Für Jojo ist das jedoch manchmal etwas verwirrend, denn wie kann es zum Beispiel sein, dass der Gott von seinem Onkel und seinem Opa nicht möchte, dass Schweinefleisch gegessen wird, der Gott der anderen Familienmitglieder jedoch nichts dagegen hat. Und warum setzt Opa, bevor er in die Synagoge geht, erst eine Kopfbedeckung auf, wohingegen bei Oma in der Kirche alle Männer ihre Kopfbedeckung abnehmen. Auch die Sache mit den Bildern, der Fastenzeit, den verschiedenen Gotteshäusern, dem Tod oder der Art des Betens unterscheidet sich zwischen den Familienmitgliedern oft deutlich. Zum Glück gibt es aber auch viele Gemeinsamkeiten, wie Jojo immer wieder erfährt und seine Oma hat eine ganz einfache Erklärung: So wie es vor langer Zeit nur eine einzige Apfelsorte gegeben hat, so gab es auch nur eine Religion, die sich dann in verschiedene Richtungen entwickelt hat. Heute ist es mit den Religionen wie mit den Äpfeln, man kann sagen: „Und doch sind alle Äpfel rund…“
Ein Buch voller Vielfalt
Wenn es um Religionen geht, liegt der Fokus meist auf den scheinbar unüberwindbaren Unterschieden. Dass alle Religionen dabei denselben Ursprung und auch viele Gemeinsamkeiten haben, gerät dabei oft in Vergessenheit. Christine Hubka lenkt in ihrem multikonfessionellen Kinderbuch den Blick auf die vielen Gemeinsamkeiten und räumt mit vielen Vorurteilen auf, die bei der Wahrnehmung der Unterschiede häufig aufkommen. Durch die Augen von Jojo, der bisher keiner Religion angehört und sich bei den vielen Möglichkeiten in seiner Familie einfach nicht entscheiden kann, welches seine Lieblingsreligion sein soll, lässt sie Kinder die großen Religionen Judentum, Christentum und Islam kennenlernen.

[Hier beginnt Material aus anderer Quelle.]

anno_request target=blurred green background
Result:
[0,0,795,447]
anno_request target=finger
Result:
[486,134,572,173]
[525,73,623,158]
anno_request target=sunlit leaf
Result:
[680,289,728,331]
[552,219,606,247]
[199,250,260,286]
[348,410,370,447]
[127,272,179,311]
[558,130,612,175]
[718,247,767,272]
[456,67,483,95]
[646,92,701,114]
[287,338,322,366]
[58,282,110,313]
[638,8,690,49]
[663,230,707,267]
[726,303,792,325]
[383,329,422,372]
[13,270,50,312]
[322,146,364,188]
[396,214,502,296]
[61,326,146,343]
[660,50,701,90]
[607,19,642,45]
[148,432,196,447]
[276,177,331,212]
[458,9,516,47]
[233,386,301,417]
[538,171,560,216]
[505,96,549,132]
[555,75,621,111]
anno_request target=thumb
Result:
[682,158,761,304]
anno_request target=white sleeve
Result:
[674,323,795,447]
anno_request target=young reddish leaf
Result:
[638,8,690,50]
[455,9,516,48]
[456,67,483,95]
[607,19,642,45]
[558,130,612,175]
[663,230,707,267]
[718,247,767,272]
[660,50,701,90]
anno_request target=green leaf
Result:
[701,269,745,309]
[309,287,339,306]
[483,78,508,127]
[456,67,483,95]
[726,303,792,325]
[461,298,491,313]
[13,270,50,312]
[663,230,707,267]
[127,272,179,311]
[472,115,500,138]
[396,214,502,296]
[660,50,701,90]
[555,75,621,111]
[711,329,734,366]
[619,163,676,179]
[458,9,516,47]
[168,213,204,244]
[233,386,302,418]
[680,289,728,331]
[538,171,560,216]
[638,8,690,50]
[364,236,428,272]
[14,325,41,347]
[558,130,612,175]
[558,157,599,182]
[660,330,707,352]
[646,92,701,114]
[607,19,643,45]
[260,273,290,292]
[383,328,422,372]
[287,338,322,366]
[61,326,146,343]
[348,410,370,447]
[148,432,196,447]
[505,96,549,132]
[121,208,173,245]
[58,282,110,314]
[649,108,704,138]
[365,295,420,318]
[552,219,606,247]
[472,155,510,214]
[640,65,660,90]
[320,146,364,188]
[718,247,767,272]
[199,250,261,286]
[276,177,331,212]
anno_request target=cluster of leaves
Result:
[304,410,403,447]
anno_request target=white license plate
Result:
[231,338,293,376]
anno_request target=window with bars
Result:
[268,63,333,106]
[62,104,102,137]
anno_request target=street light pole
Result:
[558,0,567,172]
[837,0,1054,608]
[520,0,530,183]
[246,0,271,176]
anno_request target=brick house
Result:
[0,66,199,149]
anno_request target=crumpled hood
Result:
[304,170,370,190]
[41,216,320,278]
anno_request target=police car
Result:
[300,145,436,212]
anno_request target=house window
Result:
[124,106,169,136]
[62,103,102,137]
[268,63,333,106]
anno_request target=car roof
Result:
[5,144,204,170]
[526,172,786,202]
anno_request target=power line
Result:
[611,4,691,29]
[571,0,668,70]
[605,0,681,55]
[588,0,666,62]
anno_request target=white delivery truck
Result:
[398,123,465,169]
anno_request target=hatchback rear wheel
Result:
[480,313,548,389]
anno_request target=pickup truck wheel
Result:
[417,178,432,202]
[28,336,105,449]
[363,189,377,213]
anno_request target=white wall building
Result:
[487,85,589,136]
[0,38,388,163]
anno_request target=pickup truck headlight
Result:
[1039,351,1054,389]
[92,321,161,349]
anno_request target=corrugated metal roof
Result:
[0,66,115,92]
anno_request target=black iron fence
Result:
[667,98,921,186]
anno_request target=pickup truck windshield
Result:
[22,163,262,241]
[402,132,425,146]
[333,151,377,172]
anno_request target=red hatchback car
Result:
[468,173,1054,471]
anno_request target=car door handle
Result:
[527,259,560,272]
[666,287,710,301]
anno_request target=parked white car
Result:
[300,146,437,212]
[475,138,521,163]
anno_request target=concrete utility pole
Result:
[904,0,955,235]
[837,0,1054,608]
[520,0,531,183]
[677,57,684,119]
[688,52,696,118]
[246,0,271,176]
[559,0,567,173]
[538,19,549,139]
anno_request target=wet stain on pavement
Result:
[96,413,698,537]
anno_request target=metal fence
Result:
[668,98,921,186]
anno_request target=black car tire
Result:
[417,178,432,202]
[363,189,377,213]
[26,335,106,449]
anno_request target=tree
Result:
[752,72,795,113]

Wertfrei und neutral stellt Jojo viele Fragen, die wahrscheinlich bei vielen Kindern aufkommen, wenn es um Religion geht. Da das Buch aus der Sicht von Jojo in der Ich-Perspektive geschrieben wurde, passt das Buch auch sprachlich gut zur Zielgruppe, die mit Kindern ab 7 Jahren angegeben ist. Es fällt daher nicht schwer, sich in Jojo hineinzuversetzen und mit ihm auf Entdeckungsreise durch die Religionen zu gehen. Fragen und Antworten werden kindgerecht und anschaulich mit vielen Beispielen erklärt, sodass sie gut nachvollziehbar sind. Religionsspezifische Begriffe wie Ramadan, Rabbiner, Hijab oder Taufe sind farblich hervorgehoben und werden in eigenen kleinen Texten kurz erklärt.
Gestaltung
Auch die Bilder passen gut zur multikulturellen Geschichte und spiegeln die Vielfalt unserer Gesellschaft wider. Die Charaktere stammen aus verschiedenen Ländern, was sich auch in ihrer unterschiedlichen Hautfarbe zeigt. Jojo selbst trägt lange Haare und einen roten Pullover, sodass das Buch zudem einige genderneutrale Anteile enthält. Auch Behinderung wird kurz erwähnt, da seine Oma in ihrer Kindheit an Kinderlähmung erkrankte und seitdem unter einer Gehbehinderung leidet. Auf den Bildern lassen sich viele kleine Details entdecken, die oft mit kleinen Textabschnitten versehen sind und zum Stöbern und genauem Betrachten der Bilder einladen. Die Figuren wirken sympathisch und freundlich.
Fazit
Insgesamt ein gelungenes Buch, das viele Fragen rund um die Religionen beantwortet und zeigt, dass es nicht die eine „richtige“ Religion gibt, sondern dass Judentum, Christentum und Islam alle denselben Ursprung haben und sich dann „nur“ in unterschiedliche Richtungen weiterentwickelt haben. Ein empfehlenswertes Buch, dass einen guten Beitrag bei der Erziehung hin zu einer offenen und toleranten Gesellschaft leistet.